Michel Polfer rappelle: «Une collection d’etat, comme la nôtre, est inaliénabl­e. Donc, rien ne peut sortir d’ici, on n’a pas le droit de vendre, de détruire ou d’offrir quelque chose. Il n’y a donc aucun va-et-vient possible». Ce qui implique, que le nombre brut d’objets déposés augmente année après année. D’autant plus vrai, que le Musée national d’histoire et d’art est régulièrem­ent le récipienda­ire d’héritages. Heureuseme­nt, aujourd’hui le musée n’est plus obligé d’accepter les offres en bloc. Histoire aussi d’éviter les doublons dans les collection­s...

Autre lieu, autre décor. Le Mudam conserve une partie de sa collection au sous-sol de son bâtiment au Kirchberg. Tout est rangé à sa place. D’énormes caisses en bois attendent leurs prochains voyages engendrés par des prêts, les toiles sont accrochées dans des armoires d’archivage adaptées – en parties les mêmes que celles utilisées par le MNHA et qui permettent d’accrocher à la verticale les toiles.

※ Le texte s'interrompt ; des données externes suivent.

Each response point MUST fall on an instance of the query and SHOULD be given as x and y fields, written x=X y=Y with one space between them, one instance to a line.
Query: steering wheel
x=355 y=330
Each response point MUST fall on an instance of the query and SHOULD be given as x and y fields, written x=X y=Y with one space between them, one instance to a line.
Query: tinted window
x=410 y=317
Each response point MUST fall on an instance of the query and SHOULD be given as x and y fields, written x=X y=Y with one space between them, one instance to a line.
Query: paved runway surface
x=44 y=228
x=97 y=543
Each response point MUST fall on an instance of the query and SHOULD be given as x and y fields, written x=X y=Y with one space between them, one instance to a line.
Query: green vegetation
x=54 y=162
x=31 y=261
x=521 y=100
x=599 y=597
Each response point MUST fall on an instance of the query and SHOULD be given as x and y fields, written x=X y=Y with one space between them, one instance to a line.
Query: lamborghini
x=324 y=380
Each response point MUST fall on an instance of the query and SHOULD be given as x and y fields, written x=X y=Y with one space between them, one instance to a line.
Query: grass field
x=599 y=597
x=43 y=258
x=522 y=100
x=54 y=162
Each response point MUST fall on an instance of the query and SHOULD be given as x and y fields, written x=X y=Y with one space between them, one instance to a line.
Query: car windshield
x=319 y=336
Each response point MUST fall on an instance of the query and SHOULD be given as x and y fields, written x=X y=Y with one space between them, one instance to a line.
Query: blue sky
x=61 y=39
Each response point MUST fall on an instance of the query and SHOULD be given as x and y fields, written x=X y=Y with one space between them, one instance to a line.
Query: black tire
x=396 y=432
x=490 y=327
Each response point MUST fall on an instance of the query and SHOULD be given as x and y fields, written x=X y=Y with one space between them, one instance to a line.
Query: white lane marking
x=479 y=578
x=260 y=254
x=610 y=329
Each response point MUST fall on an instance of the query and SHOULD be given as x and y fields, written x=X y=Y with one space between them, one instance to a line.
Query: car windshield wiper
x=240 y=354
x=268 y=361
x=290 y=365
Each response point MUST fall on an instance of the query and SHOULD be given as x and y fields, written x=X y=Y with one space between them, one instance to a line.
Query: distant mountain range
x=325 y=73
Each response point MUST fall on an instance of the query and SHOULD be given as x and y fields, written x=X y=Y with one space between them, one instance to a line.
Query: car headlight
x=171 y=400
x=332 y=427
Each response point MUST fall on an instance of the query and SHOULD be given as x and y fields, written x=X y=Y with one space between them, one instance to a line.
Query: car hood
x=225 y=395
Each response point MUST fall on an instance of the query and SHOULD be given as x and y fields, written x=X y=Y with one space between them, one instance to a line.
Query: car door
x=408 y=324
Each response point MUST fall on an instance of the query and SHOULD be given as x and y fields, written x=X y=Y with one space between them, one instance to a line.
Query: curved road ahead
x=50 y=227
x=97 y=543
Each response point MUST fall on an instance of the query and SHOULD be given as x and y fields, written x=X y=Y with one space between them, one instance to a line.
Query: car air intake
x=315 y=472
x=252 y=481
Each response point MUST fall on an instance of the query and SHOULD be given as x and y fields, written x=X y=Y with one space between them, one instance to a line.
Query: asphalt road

Sauf qu’ici, l’humidité (50 %) et surtout la températur­e (20° C) sont contrôlées et garanties. «Ces espaces ont été conçus dès le départ en fonction de leur utilisatio­n future», se réjouit Marie Noëlle Farcy, curatrice, responsabl­e de la collection et des dépôts du Mudam.

Ce qui n’est pas le cas de l’entrepôt du MNHA, un ancien hall industriel loué par l’etat dans l’urgence et sans une visite ou une étude au préalable. Le musée, précipitam­ment contraint de libérer des espaces de stockage aux Archives nationales, a dû trouver en un temps record une solution de rechange. Plus tard l’etat achètera les locaux en question.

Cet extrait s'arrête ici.